Wrapper in .sh script

The example.sh script is slightly different when it is called from a python script. It needs a wrapper which is what the EOT stuff is.

When both jobs have been completed, this will then produce 4 files in the current directory, outFile8.txt, outFile16.txt, errFile8.txt and errFile16.txt.

outFile8.txtoutFile16.txt

Job Name: example
Number of nodes: 1
Number of tasks per node: 8
Output text: hello world

Job Name: example
Number of nodes: 1
Number of tasks per node: 16
Output text: hello world

This example shows that the #SBATCH commands in the example.sh script produces environmental variables with a SLURM prefix which can then be accessed. These variables cannot be accessed from the example.sh script itself though e.g. echo $SLURM_SLURM_JOB_NAME would not print anything if it was included in example.sh.

Debugging

It can be annoying if you are running a small job, to submit it to a SLURM queue and then wait for it to get to the front.

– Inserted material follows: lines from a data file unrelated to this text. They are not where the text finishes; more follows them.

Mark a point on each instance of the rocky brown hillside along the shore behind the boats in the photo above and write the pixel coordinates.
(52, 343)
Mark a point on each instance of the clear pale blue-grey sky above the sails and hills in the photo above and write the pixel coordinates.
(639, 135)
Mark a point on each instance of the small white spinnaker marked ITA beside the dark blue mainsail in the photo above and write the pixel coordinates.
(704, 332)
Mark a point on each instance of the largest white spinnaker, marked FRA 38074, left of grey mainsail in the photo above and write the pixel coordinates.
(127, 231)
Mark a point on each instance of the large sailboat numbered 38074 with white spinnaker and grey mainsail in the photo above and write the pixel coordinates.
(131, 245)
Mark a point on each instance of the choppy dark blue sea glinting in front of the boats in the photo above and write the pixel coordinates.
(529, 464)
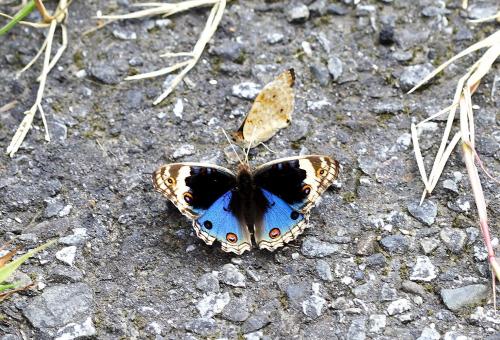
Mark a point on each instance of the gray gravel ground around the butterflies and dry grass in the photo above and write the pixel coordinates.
(374, 264)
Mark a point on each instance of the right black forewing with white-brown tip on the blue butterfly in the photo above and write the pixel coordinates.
(299, 181)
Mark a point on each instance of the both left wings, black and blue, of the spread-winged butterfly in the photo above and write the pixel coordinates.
(202, 192)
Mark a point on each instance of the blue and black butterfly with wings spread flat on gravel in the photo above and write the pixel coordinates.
(272, 202)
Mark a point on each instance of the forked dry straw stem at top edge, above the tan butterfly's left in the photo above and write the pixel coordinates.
(165, 10)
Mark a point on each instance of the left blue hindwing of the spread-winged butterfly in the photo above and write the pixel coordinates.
(219, 223)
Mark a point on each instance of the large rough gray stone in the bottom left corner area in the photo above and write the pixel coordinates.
(60, 305)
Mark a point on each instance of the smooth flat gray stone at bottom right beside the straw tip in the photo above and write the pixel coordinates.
(457, 298)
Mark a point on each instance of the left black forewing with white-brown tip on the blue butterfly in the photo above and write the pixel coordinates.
(193, 187)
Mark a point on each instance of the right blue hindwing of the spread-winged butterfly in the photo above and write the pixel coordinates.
(280, 223)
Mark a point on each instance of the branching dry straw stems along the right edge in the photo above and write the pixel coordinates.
(466, 87)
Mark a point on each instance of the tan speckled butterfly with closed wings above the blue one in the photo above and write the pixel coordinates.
(271, 111)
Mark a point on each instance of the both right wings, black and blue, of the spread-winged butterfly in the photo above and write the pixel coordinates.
(291, 186)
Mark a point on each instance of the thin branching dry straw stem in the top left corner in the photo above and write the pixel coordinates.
(58, 19)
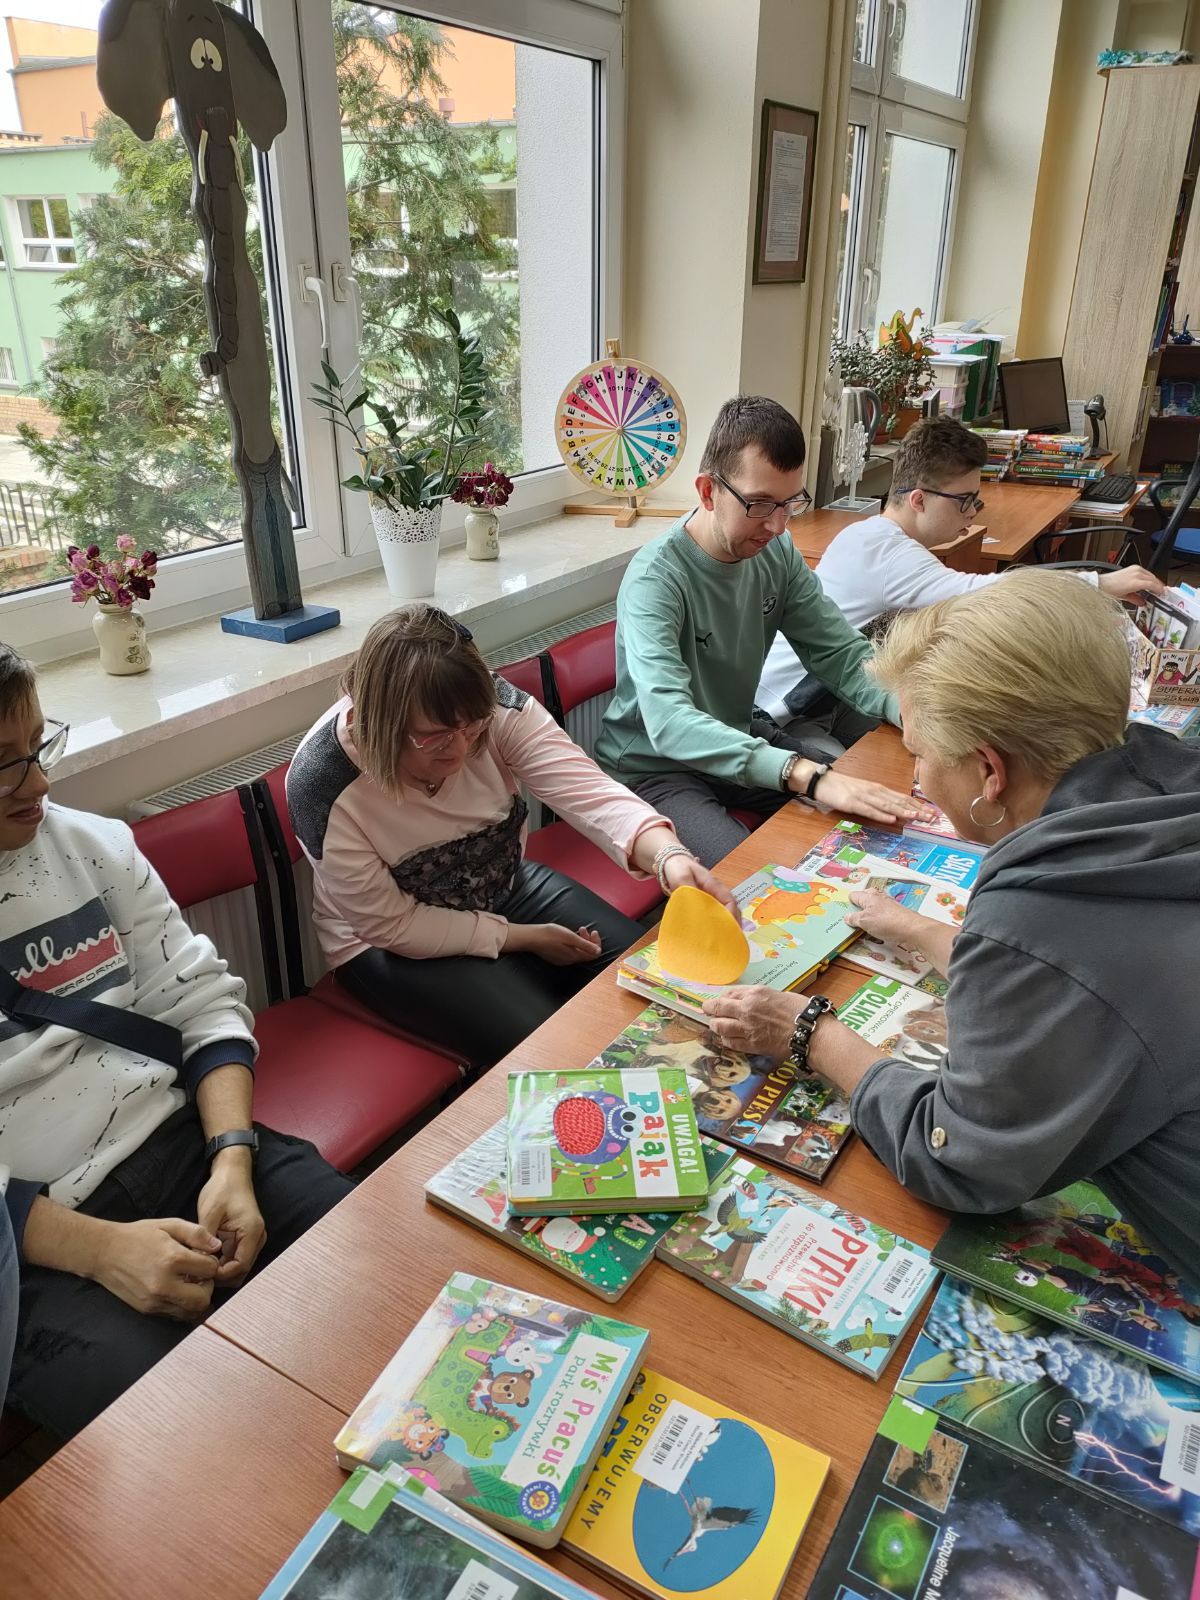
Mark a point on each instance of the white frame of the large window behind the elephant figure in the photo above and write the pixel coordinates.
(335, 537)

As an alternative, you can just login to hypatia and run the example_print.py script (after activating the relevant CONDA environment). To do this, you first need to set the environmental variables that the script uses by running source example_params.sh where the example_params.sh script is given below:

export SLURM_JOB_NAME=example
export SLURM_NTASKS_PER_NODE=8
export OUTPUT_TEXT=hello world

Doing this, you are limited to one node and 8 tasks per node, so you may get problems with Isca if you try to run a simulation with more than 8 tasks per node.